Among the top sellers was Antwerp painter Jan Davidsz. de Heem’s banquet still life, rediscovered after two centuries in the same private collection in England. Bidders on the phone with New York’s old master specialist Ben Hall and London’s Henry Pettifer moved the hammer price up to £4.8 million, making the final price £5.8 million with buyer’s fees ($7.7 million). The result marks a new benchmark for the artist, whose last record was set nearly three decades ago when a similar canvas Banquet Still Life with a Lobster (1642) sold at Christie’s in January 1988 to a private collector for $6.6 million.

“The Jan Davidsz de Heem was arguably the most significant northern still-life painting to come onto the market in a generation,” Pettifer said in a statement following the sale.

Master of the Plump-Cheeked Madonnas (active Bruges, first quarter of the 16th century), The Holy Family with Saints Catherine and Barbara Courtesy Christie’s

15th-century Florence painter Domenico Ghirlandaio’s Salvator Mundi, a rediscovered work which came to the market after a deep cleaning, also set a new artist record. Drawing six bidders total, including three represented over the phone by New York specialists, the work eventually hammered at £1.8 million and a final price of £2.2 million ($2.9 million), more than three times the estimate of £300,000. The winning bidder was on the phone with Francois de Poortere, head of Christie’s old masters department in New York. The recently rediscovered work had been in the same family’s collection since 1955 and last sold in 1832 at auction in London for £46. The result moves up the artist’s record past the previous high of $1.9 million paid for The Temptation of Saint Anthony at Sotheby’s London in 2008. “To see that kind of competition for the painting was incredibly encouraging,” said Pettifer of the Ghirlandaio result.

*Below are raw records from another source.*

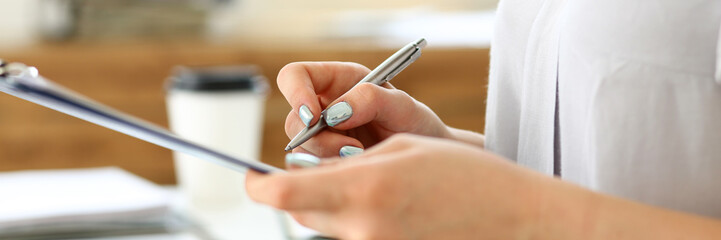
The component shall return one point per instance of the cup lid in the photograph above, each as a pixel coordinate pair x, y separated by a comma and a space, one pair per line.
220, 78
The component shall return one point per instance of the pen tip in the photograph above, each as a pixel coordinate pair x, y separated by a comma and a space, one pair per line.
421, 43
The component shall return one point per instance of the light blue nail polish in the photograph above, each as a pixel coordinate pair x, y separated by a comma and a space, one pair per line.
347, 151
305, 115
301, 160
338, 113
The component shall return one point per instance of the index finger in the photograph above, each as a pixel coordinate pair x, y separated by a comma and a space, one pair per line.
316, 84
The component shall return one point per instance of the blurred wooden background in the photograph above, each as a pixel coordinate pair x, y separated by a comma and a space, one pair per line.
130, 77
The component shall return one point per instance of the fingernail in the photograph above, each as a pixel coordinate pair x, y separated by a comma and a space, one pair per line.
347, 151
338, 113
305, 115
301, 160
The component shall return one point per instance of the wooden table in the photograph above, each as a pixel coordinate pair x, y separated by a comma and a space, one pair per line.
130, 77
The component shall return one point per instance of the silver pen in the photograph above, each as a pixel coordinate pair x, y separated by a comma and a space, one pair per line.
380, 75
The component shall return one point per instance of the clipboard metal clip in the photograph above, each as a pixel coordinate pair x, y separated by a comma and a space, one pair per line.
25, 82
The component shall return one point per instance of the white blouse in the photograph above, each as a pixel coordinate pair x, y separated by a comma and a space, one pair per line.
622, 97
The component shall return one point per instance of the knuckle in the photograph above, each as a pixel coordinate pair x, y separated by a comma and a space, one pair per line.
374, 191
281, 195
290, 68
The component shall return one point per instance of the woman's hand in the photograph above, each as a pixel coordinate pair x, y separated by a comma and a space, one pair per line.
360, 118
408, 187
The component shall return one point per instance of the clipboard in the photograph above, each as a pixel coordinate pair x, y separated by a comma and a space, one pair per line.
25, 82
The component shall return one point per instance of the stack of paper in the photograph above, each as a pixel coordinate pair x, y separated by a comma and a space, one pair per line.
88, 202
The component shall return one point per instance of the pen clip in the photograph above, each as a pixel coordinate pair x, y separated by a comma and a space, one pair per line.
414, 56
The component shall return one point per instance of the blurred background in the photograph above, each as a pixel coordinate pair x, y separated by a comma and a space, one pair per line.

Formerly believed to be lost since its deaccession from the Alte Pinakothek Munich in 1929, The Drummer Boy, a 17th century child genre painting by Dutch painter active in Leiden Frans van Mieris, The Elder went for £1.8 ($2.3 million) against an estimate of £800,000-£1.2 million. Elsewhere in the sale, 17th century Amsterdam painter Paulus Potter’s Landscape with cattle and a woman cleaning a bucket by a stream was among the top seller, although it hammered below the estimate of £2 million, going for £1.6 million ($2.1 million) with buyer’s fees. 

Ravenna painter active in the 15th century Francesco Zaganelli da Cotignola’s The Holy Family sold for £640,500 ($853,146) with buyer’s fees, against the 600,000 estimate, likely going to the guarantor. Anthony van Dyck’s guaranteed Adoration of the Shepards from the 17th century sold for £500,000 ($672,000), 33 percent above the low estimate. The work realized a solid return, making 11.5 times its last price of £43,250 the seller paid at Sotheby’s London in December 2012 to acquire the work.

Joos Van Cleve’s small-scale Portrait of King Christian II of Denmark
Courtesy Christie’s

For some old masters sellers, reattributions through scholarly research can lead to high returns. Antwerp painter Joos Van Cleve’s small-scale Portrait of King Christian II of Denmark— a piece which the auctioneer introduced as “jewel-like,” drew competitive bidding eventually going to a client with Henry Pettifer for a hammer price of £380,000 or $475,000 with buyer’s fees ($639,000), above the £300,000 high estimate. The seller purchased the work when it was attributed to a German School painter for €22,500 ($20,000), double the estimate of €10,000 at Vienna-based auction house Dorotheum in April 2015. The sale marks a staggering increase of 3,095 percent in value over the five year holding period.

Meanwhile, another work by 17th century female Dutch painter Rachel Ruysch, known as one of Holland’s top floral painters, outperformed. Ruysch’s floral still life completed in the early 1690s (circa 1691-1694), sold for £412,500 ($555,000), four times the low estimate of £100,000. That price marks a return of 370 percent over nearly two decades since it last achieved £88,000 at Christie’s London in 1992. A portrait of a noble woman by Spanish artist Bartolomé González’s dated 1621, during the period in which the artist served as a court painter to King Philip III of Spain also well surpassed its estimate. Held privately since the early 20th century in a Madrid collection, the work made £237,500, five times its estimate of £50,000 in its market debut.